I use www.luckylabel.com in Bangkok. Free samples of your label! About US$150 for 1200 (the minimum order), which will go up and down depending on the label size (that quote is a 1x2 inch, 3 colour threads).

EDIT: my typos are bad tonight!


----------



## Comin'OutSwingin (Oct 28, 2005)

gypsyrosegp, monkeylantern knows what he's talking about. I am currently working with luckylabel right now(thanks to monkeylantern!) trying to get my label exactly the way I want it, and their price for woven labels just can't be beat(thanks again to monkeylantern!). 
The woven label that you say was thick and rough was probably either satin or taffeta.
Damask however is soft and comfortable. It's also shiny and high-quality.

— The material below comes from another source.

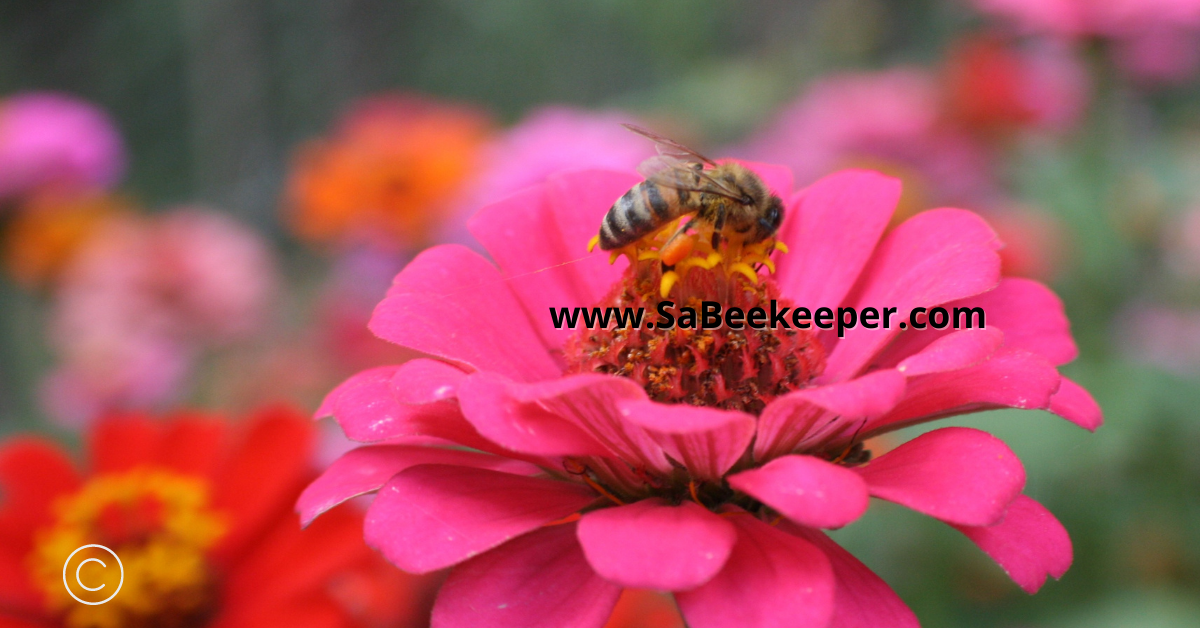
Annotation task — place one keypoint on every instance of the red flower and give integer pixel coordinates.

Just a little info on woven labels:
Taffeta: outstanding "value" in an excellent weave. "low end"
Satin: pleasing softness and lustrous shine. "middle"
Damask: brilliant color and fine detail, feels great! "best"
The baby tees could have had just a regular printed label in them, I don't know. But if you want a printed label, they come in materials of varying types:
-Tyvek (spun-bonded olefin)
- Reemay
- Acetate
- Polyester 
- Satin-faced (pearlescent) polyester
It could have been a polyester label that was printed. They are kind of soft and much cheaper than the woven labels.


----------



## monkeylantern (Oct 16, 2005)

And I'm in no way associated with Lucky label. 

Just after 4 years, they're the cheapest (but excellent quality) and most customer friendly I've come across.

And don't be afraid of the language barrier...English is almost universal there. You also get a specific individual sales person to run your order, so you have a friendly face and name to contact, not a faceless company.

I tried for a long time to find a supplier in my own country (both in the UK and Australia), but never found anything close to that price/quality/turnaround.


----------



## Rodney (Nov 3, 2004)

How fast is the turnaround time with LuckyLabels?


----------



## monkeylantern (Oct 16, 2005)

Sent my design on a Monday, they sent it back on a Tuesday with suggestions, sent alterations on Wednesday, Got my high quality photos of woven samples in an email on Saturday (they will post you free samples for a $10 postage charge), Ok'd the design on that day, got my labels on the following Monday...So 4 days to make several thousand run, 4 days to deliver to Australia.

Pretty damn good!


----------



## Rodney (Nov 3, 2004)

Wow, that is pretty darn good! I may have to check them out. Thanks for the info!


----------



## monkeylantern (Oct 16, 2005)

I should also add that you will want either damask or demask, depending on if they use US or UK English...


----------



## Rodney (Nov 3, 2004)

I've never felt damask (I don't think). Will LuckyLabels send you random samples to feel the texture?


----------



## monkeylantern (Oct 16, 2005)

They offered to send me both taffeta and demask (I'm British damnit! Stop making everything so phonetic!) for free (for the $10 courier postage), so I imagine they'd send you anything you liked (as long as it was only a handful of labels).


----------



## EngBulldog (Dec 14, 2005)

Sorry I know this is kind of an old thread, but do you sew the custom labels on the shirts yourself once they arrive or have a local person do that for you (if someone is doing that for you, about how much does that run). Also what about the washing specs label, etc. Does that stay on the shirt. Thank you


----------



## jdr8271 (Jun 16, 2005)

Another follow up question: Could you attach these labels with a heat press and stitch witchery?


----------



## Rodney (Nov 3, 2004)

EngBulldog said:


> Sorry I know this is kind of an old thread, but do you sew the custom labels on the shirts yourself once they arrive or have a local person do that for you (if someone is doing that for you, about how much does that run). Also what about the washing specs label, etc. Does that stay on the shirt. Thank you


The company that does the screen printing handles the custom relabeling for me. They charge a flat fee for orders under 200 pieces or something like .35 per label above that (I don't have the pricing in front of me  )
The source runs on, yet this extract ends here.